Pour Jacques Lévy Véhel, il est essentiel d’avoir un esprit critique et de garder en tête que par nature, tout modèle est faux. « Il est difficile de détecter les biais dans un outil statistique comme DataJust parce qu’il ne s’agit pas d’intelligence artificielle à proprement parler. Quand on crée un modèle mathématique, la machine est capable d'exposer son raisonnement : il est alors aisé de détecter les biais et de les limiter. Pour cela, le travail du juriste est essentiel. Doté d’un esprit critique, il va être en mesure de mettre en cause l’algorithme ». En conséquence, une collaboration étroite et permanente entre mathématiciens et professionnels du droit est indispensable pour garantir la fiabilité d’une solution d’intelligence artificielle.

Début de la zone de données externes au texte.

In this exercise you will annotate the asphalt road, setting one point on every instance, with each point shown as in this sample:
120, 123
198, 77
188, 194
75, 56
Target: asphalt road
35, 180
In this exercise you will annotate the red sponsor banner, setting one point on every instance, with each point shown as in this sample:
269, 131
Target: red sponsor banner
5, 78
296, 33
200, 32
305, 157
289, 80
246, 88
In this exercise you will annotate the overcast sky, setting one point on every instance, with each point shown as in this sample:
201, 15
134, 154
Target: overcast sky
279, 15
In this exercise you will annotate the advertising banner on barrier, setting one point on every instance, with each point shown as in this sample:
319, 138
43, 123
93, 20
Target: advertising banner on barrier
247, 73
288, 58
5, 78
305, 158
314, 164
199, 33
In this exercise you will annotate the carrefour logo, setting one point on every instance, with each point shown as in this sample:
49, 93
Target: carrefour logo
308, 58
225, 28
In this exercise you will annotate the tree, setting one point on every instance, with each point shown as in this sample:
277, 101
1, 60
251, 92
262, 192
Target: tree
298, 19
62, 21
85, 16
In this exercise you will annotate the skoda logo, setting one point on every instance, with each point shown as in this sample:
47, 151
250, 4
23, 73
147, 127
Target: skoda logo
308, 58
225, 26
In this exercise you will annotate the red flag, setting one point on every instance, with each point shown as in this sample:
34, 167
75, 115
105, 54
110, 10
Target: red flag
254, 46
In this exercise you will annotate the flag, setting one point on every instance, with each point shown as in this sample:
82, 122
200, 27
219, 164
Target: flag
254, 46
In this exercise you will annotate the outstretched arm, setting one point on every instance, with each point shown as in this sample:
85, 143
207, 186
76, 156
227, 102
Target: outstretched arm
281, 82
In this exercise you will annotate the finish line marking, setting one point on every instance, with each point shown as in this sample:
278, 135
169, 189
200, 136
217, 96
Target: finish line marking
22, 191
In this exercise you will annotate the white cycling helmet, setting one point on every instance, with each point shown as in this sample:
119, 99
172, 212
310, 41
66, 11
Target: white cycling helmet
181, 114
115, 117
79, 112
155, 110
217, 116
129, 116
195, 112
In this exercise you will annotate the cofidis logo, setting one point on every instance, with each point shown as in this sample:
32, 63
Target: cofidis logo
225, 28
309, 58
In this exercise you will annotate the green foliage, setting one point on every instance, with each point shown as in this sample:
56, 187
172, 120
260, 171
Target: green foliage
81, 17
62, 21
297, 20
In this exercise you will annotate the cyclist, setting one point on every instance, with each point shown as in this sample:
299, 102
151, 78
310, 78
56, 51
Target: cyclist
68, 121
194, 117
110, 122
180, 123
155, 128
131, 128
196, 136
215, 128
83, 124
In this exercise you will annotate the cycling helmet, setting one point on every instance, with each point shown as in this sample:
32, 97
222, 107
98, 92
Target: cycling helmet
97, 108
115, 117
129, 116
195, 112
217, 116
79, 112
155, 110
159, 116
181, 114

Cette plénière riche a aussi été l’occasion d’aborder la question de la fracture numérique, de la formation des professionnels du droit… Elle fera l’objet d’un numéro spécial de la revue Dalloz IP/IT.

Case Law Analytics est heureuse d’avoir contribué aux débats de cette journée en co-organisant cette plénière qui a mis en évidence l’intérêt pour les avocats d’utiliser la jurimétrie dans leur pratique.